29 Y sucedió que, mientras oraba, el aspecto de
su rostro se mudó, y sus vestidos eran de una blancura fulgurante,
30 y he aquí que conversaban con él dos
hombres, que eran Moisés y Elías;
31 los cuales aparecían en gloria, y hablaban
de su partida, que iba a cumplir en Jerusalén.
32 Pedro y sus compañeros estaban cargados de
sueño, pero permanecían despiertos, y vieron su gloria y a los dos hombres que
estaban con él.
33 Y sucedió que, al separarse ellos de él,
dijo Pedro a Jesús: «Maestro, bueno es estarnos aquí. Vamos a hacer tres
tiendas, una para ti, otra para Moisés y otra para Elías», sin saber lo que
decía.
34 Estaba diciendo estas cosas cuando se formó
una nube y los cubrió con su sombra; y al entrar en la nube, se llenaron de
temor.
35 Y vino una voz desde la nube, que decía:
«Este es mi Hijo, mi Elegido; escuchadle.»
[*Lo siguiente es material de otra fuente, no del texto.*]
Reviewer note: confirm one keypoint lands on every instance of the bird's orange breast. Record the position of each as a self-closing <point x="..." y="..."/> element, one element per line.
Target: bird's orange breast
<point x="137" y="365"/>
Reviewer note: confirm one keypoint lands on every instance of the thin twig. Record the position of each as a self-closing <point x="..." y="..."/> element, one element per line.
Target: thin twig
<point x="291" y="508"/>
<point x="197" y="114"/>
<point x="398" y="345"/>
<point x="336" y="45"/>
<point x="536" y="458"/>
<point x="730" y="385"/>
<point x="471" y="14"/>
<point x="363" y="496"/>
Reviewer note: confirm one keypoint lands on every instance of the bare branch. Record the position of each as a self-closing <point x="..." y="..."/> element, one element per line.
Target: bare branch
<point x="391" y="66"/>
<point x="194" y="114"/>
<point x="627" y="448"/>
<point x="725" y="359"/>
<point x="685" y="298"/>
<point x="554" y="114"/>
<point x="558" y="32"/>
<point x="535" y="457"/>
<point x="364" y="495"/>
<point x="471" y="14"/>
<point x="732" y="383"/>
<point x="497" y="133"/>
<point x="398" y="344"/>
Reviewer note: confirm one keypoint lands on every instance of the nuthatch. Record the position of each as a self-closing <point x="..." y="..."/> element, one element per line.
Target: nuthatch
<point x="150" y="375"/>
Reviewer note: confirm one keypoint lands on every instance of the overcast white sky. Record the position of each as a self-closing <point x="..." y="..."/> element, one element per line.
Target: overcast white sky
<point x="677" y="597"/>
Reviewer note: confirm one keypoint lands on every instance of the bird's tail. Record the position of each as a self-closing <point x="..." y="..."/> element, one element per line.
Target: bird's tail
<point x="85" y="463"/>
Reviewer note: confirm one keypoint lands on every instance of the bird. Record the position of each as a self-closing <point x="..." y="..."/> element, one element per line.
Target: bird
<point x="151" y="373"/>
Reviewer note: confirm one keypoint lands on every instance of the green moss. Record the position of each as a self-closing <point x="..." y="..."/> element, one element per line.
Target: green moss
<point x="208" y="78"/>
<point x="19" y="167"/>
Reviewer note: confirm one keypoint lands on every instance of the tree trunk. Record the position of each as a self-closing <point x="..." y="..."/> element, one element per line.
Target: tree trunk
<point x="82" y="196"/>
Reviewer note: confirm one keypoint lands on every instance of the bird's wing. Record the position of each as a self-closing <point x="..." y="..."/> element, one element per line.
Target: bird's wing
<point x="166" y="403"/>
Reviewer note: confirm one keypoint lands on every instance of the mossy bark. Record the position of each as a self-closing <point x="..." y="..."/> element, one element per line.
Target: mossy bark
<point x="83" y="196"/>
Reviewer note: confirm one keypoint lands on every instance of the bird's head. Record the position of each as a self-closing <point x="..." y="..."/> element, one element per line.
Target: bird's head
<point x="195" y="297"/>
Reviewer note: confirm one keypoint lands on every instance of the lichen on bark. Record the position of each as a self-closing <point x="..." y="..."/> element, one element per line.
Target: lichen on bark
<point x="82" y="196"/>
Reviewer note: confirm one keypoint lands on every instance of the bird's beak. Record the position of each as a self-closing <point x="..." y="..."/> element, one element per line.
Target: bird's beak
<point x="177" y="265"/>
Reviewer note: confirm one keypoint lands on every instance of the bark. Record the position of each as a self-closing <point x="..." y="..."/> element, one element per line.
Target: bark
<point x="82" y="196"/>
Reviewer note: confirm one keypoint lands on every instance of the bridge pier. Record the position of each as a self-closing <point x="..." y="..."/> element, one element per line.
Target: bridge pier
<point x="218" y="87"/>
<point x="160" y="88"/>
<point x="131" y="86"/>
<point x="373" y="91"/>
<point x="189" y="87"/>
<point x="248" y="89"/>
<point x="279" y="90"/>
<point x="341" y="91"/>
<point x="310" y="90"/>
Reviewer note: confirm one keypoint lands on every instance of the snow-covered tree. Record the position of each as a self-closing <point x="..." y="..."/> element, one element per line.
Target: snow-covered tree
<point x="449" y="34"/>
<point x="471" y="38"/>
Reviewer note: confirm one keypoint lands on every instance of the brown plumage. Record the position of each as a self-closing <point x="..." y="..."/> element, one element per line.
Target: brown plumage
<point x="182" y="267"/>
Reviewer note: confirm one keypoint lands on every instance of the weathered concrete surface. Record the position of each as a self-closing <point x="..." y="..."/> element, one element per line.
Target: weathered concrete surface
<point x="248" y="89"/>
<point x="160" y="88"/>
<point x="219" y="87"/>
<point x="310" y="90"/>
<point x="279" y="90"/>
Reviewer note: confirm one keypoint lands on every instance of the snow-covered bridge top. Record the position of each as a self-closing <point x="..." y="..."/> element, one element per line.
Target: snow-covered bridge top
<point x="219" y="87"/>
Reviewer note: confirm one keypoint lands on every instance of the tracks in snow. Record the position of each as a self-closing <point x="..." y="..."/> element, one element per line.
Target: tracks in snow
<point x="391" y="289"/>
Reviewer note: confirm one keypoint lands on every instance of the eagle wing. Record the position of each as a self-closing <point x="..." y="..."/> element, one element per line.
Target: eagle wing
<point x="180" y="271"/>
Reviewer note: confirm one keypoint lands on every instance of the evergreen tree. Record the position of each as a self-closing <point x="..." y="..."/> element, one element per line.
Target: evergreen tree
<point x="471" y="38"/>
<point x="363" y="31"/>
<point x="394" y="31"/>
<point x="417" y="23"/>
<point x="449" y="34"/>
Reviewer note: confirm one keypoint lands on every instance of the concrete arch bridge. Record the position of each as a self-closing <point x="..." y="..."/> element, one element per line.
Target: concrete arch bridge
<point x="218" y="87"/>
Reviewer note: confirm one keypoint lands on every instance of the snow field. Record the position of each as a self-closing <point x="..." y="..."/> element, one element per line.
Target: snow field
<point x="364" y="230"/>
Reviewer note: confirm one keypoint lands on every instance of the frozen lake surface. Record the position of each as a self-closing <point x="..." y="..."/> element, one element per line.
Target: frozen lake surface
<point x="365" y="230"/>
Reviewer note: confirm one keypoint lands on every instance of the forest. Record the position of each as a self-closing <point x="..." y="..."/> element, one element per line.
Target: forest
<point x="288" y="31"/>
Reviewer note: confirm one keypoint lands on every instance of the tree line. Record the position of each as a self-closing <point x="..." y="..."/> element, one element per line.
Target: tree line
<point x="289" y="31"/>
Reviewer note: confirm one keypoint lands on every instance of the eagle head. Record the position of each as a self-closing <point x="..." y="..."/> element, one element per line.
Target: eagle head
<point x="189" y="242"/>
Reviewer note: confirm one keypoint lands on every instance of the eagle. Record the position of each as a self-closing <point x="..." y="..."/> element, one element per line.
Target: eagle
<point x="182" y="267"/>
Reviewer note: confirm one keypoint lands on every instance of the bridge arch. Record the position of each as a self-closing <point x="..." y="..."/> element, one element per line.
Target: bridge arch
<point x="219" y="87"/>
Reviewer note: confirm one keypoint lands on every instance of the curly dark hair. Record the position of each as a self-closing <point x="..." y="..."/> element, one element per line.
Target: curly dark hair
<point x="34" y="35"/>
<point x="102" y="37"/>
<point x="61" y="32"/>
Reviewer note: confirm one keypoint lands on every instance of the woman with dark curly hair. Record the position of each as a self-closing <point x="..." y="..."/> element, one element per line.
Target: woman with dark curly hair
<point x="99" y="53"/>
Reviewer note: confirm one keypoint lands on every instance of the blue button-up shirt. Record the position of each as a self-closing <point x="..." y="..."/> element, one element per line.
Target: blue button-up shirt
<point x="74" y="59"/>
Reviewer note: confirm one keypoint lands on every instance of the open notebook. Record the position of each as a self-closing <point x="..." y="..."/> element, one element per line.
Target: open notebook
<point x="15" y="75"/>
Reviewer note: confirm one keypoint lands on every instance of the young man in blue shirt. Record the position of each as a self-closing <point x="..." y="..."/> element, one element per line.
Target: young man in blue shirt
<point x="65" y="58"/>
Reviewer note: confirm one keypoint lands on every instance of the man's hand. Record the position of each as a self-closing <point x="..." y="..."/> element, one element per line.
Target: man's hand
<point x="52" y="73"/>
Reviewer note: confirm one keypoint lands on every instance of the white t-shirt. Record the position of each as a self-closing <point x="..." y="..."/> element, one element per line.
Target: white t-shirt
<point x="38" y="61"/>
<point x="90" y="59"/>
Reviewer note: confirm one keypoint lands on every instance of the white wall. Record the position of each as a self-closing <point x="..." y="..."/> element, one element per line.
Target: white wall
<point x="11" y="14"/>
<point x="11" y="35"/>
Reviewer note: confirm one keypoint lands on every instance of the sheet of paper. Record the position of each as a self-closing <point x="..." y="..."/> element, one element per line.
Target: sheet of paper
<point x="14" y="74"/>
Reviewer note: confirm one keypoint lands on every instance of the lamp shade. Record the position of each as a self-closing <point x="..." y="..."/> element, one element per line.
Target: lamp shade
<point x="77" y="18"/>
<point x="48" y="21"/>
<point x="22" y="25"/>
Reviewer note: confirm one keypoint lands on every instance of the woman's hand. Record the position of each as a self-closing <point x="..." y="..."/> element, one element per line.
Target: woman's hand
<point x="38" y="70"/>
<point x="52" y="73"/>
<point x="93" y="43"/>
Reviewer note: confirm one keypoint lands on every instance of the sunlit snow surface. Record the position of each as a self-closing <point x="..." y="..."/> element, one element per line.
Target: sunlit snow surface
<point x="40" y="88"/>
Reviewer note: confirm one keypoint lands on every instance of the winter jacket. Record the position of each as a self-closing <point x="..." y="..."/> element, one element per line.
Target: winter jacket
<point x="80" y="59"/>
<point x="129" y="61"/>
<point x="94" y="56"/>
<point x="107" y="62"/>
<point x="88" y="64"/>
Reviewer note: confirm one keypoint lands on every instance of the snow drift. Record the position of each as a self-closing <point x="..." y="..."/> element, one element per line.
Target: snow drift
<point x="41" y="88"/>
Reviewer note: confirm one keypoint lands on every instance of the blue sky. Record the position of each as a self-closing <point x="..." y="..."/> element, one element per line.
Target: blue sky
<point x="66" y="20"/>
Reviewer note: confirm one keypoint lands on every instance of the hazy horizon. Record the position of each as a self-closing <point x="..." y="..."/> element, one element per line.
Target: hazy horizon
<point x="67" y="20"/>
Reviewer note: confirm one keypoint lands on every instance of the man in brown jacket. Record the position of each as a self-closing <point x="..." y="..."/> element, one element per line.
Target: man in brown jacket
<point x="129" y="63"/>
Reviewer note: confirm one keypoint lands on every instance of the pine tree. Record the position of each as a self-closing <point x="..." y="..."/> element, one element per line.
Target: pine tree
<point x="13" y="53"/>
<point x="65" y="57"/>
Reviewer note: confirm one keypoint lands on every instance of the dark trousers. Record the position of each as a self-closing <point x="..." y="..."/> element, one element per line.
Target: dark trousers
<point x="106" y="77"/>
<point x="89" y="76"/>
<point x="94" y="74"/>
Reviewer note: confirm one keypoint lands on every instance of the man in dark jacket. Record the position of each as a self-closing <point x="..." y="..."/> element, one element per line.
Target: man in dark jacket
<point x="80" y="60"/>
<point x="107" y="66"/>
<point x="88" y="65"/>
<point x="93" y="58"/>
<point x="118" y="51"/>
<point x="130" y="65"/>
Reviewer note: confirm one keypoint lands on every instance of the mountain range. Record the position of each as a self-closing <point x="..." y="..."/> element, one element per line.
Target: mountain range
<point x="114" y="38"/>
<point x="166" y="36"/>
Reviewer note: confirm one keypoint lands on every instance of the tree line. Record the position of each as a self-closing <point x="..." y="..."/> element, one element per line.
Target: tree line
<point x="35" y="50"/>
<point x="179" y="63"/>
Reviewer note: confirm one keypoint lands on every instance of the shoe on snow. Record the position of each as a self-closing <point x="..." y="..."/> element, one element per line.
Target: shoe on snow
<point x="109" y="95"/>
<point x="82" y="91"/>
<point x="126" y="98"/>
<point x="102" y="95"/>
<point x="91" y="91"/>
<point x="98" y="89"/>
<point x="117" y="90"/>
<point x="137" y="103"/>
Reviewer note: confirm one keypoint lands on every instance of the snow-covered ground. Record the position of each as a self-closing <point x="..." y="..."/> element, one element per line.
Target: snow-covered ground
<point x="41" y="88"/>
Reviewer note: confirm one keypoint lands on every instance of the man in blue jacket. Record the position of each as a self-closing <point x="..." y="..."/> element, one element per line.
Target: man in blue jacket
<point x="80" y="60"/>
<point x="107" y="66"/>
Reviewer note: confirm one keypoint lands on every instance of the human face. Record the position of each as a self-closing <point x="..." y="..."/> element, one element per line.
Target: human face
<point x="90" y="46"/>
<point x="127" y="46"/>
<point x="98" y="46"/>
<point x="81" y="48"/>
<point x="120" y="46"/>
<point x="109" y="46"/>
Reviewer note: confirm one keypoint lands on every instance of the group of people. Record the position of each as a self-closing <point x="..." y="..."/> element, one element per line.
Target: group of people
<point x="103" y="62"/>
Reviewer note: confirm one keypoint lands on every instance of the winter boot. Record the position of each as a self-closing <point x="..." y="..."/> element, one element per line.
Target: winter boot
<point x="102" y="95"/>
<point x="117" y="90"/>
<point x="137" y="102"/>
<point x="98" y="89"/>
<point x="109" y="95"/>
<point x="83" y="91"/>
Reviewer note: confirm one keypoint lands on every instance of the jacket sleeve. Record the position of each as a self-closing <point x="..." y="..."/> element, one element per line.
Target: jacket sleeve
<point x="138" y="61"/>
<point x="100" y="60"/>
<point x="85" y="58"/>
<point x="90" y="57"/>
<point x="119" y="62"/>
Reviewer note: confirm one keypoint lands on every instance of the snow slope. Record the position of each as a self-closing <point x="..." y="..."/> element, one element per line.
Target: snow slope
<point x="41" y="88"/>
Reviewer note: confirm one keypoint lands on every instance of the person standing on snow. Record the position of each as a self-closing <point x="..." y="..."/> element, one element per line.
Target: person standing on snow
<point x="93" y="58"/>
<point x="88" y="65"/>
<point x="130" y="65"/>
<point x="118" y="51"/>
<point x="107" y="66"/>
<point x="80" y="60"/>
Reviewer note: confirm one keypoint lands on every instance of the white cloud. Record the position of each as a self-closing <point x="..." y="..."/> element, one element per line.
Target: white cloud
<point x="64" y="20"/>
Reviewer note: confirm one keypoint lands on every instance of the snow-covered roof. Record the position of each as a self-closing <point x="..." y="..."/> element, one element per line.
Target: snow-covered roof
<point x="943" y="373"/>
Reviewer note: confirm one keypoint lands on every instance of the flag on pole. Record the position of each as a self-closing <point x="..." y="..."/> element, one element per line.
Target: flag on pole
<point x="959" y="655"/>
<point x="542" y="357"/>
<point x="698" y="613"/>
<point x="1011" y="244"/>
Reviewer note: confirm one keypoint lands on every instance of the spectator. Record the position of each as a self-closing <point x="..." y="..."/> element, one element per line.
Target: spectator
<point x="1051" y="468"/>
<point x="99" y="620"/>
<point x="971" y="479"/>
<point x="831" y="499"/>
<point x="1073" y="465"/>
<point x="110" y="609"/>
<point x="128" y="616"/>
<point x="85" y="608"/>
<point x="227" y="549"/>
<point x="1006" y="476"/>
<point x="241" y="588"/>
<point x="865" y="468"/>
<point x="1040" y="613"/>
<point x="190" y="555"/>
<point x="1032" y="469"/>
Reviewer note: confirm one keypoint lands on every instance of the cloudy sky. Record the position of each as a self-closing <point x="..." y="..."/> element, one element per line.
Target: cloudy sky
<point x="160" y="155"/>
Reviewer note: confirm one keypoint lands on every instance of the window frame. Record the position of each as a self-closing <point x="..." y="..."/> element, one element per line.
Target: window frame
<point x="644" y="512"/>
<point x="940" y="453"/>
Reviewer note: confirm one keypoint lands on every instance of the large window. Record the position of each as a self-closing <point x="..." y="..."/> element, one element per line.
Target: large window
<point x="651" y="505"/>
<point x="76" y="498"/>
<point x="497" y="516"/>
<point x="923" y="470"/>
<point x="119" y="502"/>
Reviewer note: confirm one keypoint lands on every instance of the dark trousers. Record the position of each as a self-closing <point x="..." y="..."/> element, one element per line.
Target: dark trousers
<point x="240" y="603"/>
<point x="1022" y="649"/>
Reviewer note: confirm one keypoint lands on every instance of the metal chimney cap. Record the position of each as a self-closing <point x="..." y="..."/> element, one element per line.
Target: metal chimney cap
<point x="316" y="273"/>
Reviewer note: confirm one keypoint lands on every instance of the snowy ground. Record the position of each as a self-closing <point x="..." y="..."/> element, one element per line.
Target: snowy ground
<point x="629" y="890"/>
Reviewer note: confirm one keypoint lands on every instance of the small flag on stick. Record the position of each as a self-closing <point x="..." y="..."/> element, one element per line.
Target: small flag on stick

36 Y cuando la voz hubo sonado, se encontró
Jesús solo. Ellos callaron y, por aquellos días, no dijeron a nadie nada de lo
que habían visto.
MEDITACIÓN
Los
cristianos de todos los tiempos se han sentido atraídos por la escena llamada
tradicionalmente «la transfiguración del Señor». Sin embargo, a los que
pertenecemos a la cultura moderna no se nos hace fácil penetrar en el
significado de un relato, redactado con imágenes y recursos literarios, propios
de una «teofanía» o revelación de Dios.
Sin
embargo, el evangelista Lucas ha introducido detalles que nos permiten
descubrir con más realismo el mensaje de un episodio que a muchos les resulta
hoy extraño e inverosímil. Desde el comienzo nos indica que Jesús sube con sus
discípulos más cercanos a lo alto de una montaña sencillamente «para orar», no
para contemplar una transfiguración.
Todo
sucede durante la oración de Jesús: «Mientras oraba, el aspecto de su rostro
cambió». Jesús, recogido profundamente, acoge la presencia de su Padre, y su
rostro cambia. Los discípulos perciben algo de su identidad más profunda y
escondida. Algo que no pueden captar en la vida ordinaria de cada día.
En la
vida de los seguidores de Jesús no faltan momentos de claridad y certeza, de
alegría y de luz. Ignoramos lo que sucedió en lo alto de aquella montaña, pero
sabemos que en la oración y el silencio es posible vislumbrar, desde la fe,
algo de la identidad oculta de Jesús. Esta oración es fuente de un conocimiento
que no es posible obtener de los libros.
Lucas
dice que los discípulos apenas se enteran de nada, pues «se caían de sueño» y
solo «al espabilarse», captaron algo. Pedro solo sabe que allí se está muy bien
y que esa experiencia no debería terminar nunca. Lucas dice que «no sabía lo
que decía».
Por
eso, la escena culmina con una voz y mandato solemne. Los discípulos se ven
envueltos en una nube. Se asustan pues todo aquello los sobrepasa. Sin embargo,
de aquella nube sale una voz: «Este es mi Hijo, el escogido. Escuchadle». La
escucha ha de ser la primera actitud de los discípulos.
Los
cristianos de hoy necesitamos urgentemente «interiorizar» nuestra religión si queremos
reavivar nuestra fe. No basta oír el Evangelio de manera distraída, rutinaria y
gastada, sin deseo alguno de escuchar. No basta tampoco una escucha inteligente
preocupada solo de entender.
Necesitamos
escuchar a Jesús vivo en lo más íntimo de nuestro ser. Todos, predicadores y
pueblo fiel, teólogos y lectores, necesitamos escuchar su Buena Noticia de
Dios, no desde fuera sino desde dentro. Dejar que sus palabras desciendan de
nuestras cabezas hasta el corazón. Nuestra fe sería más fuerte, más gozosa, más
contagiosa.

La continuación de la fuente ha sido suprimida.